The structure of differential invariants and differential cut elimination

The biggest challenge in hybrid systems verification is the handling of differential equations. Because computable closed-form solutions only exist for very simple differential equations, proof certificates have been proposed for more scalable verification. Search procedures for these proof certificates are still rather ad-hoc, though, because the problem structure is only understood poorly.
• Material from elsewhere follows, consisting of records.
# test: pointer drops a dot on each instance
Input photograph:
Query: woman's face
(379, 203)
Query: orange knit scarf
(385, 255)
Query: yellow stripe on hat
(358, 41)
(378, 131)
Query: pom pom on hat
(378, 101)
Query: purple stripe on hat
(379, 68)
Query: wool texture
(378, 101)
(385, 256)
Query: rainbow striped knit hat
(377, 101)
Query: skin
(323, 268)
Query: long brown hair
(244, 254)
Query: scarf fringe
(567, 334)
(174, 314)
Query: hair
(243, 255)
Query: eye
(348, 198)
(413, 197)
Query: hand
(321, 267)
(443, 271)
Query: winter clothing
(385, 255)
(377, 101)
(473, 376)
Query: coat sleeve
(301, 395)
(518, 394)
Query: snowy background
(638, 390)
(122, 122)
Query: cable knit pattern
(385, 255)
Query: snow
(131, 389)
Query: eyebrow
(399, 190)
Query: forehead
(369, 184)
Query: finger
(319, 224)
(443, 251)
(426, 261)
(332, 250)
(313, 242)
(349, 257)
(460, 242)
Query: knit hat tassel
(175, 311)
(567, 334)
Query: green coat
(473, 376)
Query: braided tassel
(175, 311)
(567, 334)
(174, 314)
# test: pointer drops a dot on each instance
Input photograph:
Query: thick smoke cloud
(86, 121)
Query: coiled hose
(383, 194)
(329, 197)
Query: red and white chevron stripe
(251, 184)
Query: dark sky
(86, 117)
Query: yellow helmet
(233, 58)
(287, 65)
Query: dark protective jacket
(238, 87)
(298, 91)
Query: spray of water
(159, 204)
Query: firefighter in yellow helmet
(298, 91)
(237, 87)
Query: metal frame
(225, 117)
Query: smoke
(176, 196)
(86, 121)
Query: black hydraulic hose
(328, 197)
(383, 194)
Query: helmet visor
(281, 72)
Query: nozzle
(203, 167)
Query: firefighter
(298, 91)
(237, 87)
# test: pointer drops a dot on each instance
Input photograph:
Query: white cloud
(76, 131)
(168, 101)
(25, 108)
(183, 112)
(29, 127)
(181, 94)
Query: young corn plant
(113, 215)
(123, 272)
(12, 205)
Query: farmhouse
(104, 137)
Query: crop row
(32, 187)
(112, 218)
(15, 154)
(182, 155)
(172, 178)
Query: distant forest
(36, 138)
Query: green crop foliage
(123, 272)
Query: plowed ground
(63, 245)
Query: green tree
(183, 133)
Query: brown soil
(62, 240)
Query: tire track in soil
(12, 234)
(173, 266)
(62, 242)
We investigate differential invariants, which define an induction principle for differential equations and which can be checked for invariance along a differential equation just by using their differential structure, without having to solve them. We study the structural properties of differential invariants. To analyze trade-offs for proof search complexity, we identify more than a dozen relations between several classes of differential invariants and compare their deductive power. As our main results, we analyze the deductive power of differential cuts and the deductive power of differential invariants with auxiliary differential variables. We refute the differential cut elimination hypothesis and show that, unlike standard cuts, differential cuts are fundamental proof principles that strictly increase the deductive power. We also prove that the deductive power increases further when adding auxiliary differential variables to the dynamics.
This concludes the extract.